PAREO: Students from Seychelles exchange experiences in Mauritius about coral reef protection
Brioche told SNA that Seychelles has a lot to learn from Mauritius. (PAREO)
(Seychelles News Agency) - A group of children in the PAREO Programme in Seychelles had the opportunity to learn from countries involved in the project and also showcased the activities they have been doing in a presentation event in Mauritius.
The ceremony, which took place on Tuesday, included performances, games and an exhibition that showcased the talents of the children involved in the programme.
The PAREO's mission, which includes Seychelles, Mauritius, Reunion, and Comoros, is to raise awareness among children and local communities about the protection of coral reefs and move from knowledge to action.
PAREO (le Patrimoine récifal de l'océan Indien entre nos mains - the reef heritage of the Indian Ocean in our hands) is a programme of IRD - the French National Research Institute for Sustainable Development.
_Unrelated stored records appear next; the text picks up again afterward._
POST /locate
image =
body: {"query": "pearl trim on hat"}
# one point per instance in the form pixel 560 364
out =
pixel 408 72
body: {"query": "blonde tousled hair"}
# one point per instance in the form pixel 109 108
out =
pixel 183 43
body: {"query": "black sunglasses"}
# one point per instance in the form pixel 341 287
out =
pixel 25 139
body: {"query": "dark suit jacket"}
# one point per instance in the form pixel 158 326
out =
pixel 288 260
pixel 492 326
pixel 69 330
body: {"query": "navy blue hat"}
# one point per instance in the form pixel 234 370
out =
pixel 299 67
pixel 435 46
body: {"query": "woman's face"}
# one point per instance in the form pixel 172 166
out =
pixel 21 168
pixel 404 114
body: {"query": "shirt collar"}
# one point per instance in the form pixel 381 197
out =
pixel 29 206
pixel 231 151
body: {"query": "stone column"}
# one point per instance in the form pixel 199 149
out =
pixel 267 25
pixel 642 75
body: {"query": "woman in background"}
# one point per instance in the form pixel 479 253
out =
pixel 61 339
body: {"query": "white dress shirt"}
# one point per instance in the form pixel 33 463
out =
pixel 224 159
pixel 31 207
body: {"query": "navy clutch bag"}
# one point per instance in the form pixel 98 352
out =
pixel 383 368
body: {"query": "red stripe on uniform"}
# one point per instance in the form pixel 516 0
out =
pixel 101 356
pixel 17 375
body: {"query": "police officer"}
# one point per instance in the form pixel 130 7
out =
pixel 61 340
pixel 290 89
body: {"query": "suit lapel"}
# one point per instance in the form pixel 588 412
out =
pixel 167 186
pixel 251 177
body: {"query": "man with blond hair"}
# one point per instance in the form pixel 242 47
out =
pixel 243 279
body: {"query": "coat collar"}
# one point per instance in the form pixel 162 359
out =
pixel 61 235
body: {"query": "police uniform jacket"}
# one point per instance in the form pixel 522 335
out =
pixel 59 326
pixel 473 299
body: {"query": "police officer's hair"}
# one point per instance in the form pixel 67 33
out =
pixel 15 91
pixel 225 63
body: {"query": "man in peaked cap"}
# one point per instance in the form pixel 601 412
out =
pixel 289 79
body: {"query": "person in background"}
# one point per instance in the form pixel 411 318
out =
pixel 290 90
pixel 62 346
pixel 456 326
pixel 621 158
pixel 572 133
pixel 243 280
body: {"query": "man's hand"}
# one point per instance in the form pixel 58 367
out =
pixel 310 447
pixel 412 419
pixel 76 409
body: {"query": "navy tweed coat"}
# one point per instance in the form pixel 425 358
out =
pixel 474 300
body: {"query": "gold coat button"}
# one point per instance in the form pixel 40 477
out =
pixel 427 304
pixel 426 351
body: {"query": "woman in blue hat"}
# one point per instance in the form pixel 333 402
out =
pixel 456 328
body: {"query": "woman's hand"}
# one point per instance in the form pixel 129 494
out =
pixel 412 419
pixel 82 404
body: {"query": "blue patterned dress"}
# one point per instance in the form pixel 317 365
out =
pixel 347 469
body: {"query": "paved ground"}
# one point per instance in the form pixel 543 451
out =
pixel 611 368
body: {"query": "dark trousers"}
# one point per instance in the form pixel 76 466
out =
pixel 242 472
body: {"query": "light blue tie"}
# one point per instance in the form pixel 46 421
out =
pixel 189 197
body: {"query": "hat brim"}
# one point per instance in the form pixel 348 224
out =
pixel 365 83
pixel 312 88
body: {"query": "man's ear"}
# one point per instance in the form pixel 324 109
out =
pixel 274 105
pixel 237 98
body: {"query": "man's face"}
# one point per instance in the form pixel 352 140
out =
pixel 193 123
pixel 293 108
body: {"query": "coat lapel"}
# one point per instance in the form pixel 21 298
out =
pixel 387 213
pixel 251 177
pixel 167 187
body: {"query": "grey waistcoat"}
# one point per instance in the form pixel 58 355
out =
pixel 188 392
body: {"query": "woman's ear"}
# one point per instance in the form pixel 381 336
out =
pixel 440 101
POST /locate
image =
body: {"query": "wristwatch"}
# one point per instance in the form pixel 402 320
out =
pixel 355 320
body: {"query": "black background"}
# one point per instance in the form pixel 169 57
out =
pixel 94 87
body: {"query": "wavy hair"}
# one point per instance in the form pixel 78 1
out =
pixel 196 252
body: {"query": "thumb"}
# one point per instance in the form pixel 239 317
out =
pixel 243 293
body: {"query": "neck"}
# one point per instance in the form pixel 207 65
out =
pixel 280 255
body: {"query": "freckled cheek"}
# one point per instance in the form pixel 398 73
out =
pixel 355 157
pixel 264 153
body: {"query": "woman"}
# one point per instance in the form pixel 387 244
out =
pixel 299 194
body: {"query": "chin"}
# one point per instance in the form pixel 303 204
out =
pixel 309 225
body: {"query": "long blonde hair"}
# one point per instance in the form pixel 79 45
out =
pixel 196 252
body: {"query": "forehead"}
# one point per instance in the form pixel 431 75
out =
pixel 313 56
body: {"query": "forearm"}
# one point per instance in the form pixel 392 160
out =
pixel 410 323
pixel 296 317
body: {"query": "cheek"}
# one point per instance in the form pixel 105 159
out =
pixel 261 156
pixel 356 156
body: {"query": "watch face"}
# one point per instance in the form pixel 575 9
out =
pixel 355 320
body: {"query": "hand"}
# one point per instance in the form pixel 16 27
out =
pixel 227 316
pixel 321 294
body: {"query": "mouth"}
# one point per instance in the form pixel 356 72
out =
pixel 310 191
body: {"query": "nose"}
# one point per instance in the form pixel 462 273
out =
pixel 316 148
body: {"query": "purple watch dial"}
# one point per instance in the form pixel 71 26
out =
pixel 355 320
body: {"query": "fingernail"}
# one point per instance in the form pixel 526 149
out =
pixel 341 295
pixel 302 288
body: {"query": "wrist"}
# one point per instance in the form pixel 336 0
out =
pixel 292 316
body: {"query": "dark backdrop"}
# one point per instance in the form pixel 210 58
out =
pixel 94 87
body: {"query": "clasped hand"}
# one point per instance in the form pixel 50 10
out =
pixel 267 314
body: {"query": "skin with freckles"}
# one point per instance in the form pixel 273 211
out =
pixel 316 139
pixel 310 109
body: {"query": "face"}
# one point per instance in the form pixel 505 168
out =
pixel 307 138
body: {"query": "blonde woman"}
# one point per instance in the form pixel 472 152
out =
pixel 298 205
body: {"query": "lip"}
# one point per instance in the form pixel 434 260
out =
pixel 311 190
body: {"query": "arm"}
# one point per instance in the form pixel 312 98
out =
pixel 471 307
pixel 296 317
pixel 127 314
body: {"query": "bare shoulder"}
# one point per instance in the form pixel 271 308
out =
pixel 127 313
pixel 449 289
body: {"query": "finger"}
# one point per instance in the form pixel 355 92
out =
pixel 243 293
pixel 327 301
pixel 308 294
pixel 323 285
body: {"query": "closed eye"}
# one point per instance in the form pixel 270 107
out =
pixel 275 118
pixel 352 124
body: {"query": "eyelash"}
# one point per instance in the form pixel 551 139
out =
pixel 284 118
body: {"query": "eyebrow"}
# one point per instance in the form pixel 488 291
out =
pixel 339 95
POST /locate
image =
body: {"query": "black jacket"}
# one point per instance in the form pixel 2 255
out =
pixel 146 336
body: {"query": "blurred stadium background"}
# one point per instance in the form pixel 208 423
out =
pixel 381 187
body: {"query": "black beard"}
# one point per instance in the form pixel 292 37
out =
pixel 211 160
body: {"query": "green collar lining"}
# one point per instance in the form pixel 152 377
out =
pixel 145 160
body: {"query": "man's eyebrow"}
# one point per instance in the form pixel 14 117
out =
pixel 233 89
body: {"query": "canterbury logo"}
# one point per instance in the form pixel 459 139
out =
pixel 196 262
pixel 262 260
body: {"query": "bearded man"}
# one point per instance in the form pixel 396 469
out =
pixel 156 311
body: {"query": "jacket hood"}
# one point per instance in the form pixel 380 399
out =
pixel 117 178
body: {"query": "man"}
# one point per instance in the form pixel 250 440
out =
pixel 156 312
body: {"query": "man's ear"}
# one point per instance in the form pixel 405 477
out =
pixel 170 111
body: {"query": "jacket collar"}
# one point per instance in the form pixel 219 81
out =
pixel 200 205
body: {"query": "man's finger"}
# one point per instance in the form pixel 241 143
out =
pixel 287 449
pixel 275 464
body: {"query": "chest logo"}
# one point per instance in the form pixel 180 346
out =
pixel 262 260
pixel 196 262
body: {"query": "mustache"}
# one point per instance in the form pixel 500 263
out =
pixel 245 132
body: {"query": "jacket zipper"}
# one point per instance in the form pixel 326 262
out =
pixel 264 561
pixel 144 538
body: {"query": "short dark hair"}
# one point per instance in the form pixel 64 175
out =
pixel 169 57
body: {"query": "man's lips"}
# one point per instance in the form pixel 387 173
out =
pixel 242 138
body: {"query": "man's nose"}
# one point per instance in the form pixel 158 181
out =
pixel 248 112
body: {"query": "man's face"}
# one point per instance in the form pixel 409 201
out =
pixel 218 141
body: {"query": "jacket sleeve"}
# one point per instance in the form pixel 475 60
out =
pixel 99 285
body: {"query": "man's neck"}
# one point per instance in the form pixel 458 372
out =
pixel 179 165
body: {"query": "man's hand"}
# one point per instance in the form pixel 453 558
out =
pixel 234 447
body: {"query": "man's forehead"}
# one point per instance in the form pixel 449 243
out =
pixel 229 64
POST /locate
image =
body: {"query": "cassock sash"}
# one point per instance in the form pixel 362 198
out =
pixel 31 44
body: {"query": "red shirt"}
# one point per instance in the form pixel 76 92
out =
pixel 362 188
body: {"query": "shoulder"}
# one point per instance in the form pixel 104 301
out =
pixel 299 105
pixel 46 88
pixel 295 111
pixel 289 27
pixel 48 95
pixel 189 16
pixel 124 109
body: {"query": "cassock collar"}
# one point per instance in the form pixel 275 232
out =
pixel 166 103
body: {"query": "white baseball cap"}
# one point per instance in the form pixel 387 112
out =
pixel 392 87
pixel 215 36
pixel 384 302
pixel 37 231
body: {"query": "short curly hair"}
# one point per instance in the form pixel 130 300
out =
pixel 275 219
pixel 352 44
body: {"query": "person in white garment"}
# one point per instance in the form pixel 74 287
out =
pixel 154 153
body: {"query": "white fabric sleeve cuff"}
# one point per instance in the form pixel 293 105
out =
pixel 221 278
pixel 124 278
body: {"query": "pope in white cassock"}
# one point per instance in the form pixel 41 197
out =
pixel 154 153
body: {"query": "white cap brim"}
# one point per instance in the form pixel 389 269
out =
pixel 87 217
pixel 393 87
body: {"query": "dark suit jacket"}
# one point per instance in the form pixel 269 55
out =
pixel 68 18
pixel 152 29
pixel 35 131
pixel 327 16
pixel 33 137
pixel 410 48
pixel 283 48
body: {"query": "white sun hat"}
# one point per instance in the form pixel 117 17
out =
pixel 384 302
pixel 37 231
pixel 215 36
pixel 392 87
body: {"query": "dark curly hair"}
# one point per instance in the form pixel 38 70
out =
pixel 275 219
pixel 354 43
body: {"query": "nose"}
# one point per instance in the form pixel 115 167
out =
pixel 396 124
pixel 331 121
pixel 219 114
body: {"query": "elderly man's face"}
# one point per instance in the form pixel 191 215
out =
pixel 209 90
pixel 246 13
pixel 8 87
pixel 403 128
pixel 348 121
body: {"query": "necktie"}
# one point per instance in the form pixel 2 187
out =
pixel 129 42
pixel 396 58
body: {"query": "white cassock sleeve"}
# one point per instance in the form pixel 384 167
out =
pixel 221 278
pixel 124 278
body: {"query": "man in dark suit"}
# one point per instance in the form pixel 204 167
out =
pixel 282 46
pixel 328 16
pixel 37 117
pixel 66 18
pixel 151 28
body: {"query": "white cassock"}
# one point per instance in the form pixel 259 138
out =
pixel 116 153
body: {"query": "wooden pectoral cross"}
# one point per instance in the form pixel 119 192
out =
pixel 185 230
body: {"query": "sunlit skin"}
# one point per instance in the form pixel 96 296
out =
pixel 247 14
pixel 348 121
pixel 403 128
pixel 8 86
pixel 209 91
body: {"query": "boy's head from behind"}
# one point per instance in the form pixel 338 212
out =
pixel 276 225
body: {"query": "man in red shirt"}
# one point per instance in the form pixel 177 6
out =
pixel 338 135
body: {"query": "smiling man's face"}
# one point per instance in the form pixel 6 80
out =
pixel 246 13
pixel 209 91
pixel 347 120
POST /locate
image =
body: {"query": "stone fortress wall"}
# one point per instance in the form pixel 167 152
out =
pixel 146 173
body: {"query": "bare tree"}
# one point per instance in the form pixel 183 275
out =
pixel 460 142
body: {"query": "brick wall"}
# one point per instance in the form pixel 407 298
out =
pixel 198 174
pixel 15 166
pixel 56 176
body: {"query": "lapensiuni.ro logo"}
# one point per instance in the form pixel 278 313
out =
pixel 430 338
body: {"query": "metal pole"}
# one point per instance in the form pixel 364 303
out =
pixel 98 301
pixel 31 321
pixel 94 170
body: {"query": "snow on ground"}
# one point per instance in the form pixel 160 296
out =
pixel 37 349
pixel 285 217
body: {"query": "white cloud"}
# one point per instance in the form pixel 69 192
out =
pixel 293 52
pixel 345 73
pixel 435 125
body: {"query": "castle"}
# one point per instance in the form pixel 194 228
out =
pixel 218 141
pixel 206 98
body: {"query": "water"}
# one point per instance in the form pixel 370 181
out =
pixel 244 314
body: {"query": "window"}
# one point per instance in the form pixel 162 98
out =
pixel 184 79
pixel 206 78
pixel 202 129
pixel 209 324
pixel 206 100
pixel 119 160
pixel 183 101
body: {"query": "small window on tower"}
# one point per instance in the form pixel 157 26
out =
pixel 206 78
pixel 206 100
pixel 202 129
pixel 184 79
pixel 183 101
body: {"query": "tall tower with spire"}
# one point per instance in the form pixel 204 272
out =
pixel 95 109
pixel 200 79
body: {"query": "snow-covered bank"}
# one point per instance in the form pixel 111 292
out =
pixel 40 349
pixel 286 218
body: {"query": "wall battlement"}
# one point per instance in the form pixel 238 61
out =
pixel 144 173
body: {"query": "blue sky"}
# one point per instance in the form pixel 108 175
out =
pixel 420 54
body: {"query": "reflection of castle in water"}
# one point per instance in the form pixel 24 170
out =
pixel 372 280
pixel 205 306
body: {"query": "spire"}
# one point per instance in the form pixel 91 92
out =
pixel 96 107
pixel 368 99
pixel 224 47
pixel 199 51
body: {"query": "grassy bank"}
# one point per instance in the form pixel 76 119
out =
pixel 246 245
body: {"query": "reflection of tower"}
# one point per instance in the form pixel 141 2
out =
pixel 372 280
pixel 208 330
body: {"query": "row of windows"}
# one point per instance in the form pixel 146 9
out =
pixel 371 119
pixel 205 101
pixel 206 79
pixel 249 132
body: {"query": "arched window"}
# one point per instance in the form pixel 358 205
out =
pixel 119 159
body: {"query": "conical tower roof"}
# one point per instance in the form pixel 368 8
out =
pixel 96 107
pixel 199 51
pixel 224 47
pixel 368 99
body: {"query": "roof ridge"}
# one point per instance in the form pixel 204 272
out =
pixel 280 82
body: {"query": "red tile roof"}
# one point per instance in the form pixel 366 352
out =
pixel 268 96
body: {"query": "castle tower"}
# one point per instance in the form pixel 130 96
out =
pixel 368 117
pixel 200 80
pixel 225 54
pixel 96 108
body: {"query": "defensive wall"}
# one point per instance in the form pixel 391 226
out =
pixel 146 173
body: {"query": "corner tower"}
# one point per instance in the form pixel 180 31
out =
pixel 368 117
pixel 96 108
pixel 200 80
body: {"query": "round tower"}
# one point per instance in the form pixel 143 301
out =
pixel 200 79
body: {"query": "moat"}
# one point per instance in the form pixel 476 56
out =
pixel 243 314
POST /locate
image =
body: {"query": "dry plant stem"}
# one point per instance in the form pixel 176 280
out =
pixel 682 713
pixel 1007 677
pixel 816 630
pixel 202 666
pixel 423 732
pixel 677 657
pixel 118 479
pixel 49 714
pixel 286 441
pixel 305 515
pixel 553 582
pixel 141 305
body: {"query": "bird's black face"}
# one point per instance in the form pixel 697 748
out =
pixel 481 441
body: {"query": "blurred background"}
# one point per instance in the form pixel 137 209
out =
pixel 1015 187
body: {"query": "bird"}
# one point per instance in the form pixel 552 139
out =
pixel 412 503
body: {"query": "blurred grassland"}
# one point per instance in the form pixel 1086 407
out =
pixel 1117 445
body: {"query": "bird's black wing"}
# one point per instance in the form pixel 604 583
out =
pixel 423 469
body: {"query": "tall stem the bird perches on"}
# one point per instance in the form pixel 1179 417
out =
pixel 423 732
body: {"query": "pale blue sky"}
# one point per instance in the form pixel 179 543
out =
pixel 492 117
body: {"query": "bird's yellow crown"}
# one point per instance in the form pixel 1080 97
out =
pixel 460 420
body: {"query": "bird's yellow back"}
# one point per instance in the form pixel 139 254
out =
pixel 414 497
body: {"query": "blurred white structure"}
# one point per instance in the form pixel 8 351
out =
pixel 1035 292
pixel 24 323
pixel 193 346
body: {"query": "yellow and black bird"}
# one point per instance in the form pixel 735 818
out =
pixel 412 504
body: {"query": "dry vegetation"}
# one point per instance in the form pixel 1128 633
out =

It is sponsored by Interreg V, the European Union and IRD, also the developer of PAREO.
According to Maria Brioche, the outreach and education officer, "This event is important as it brings all the four countries of PAREO together to showcase the activities that the children have done for the project. This is important for us as we are learning from each other."
|The ceremony included performances, games and an exhibition that showcased the talents of the children involved in the programme. (PAREO) Photo License: CC-BY
Brioche told SNA that Seychelles has a lot to learn from Mauritius.
"In Mauritius, PAREO is integrated into the primary curriculum, this way children do not have the option to participate or not participate, so teachers take an hour and a half per week to work with them. This is what we aim to do in Seychelles to multiply the number of children participating in PAREO with the approval of the Ministry of Education, if agreed," she said.
She said they were able to experience the Mauritian "Bis lamer" (Sea Bus) which travels the country, not only to educate children but also adults.
"These people can schedule the bus to come to their school or business, or the bus offers them free time slots that they have in their calendar. They have a microscope and living examples to show the complexity of ocean life and material explaining the challenges of keeping it healthy, as well as educators interacting with the public," Brioche explained.
She added that even though the turnout was not to their expectations because of bad weather, those who came were very pleased with the exhibits.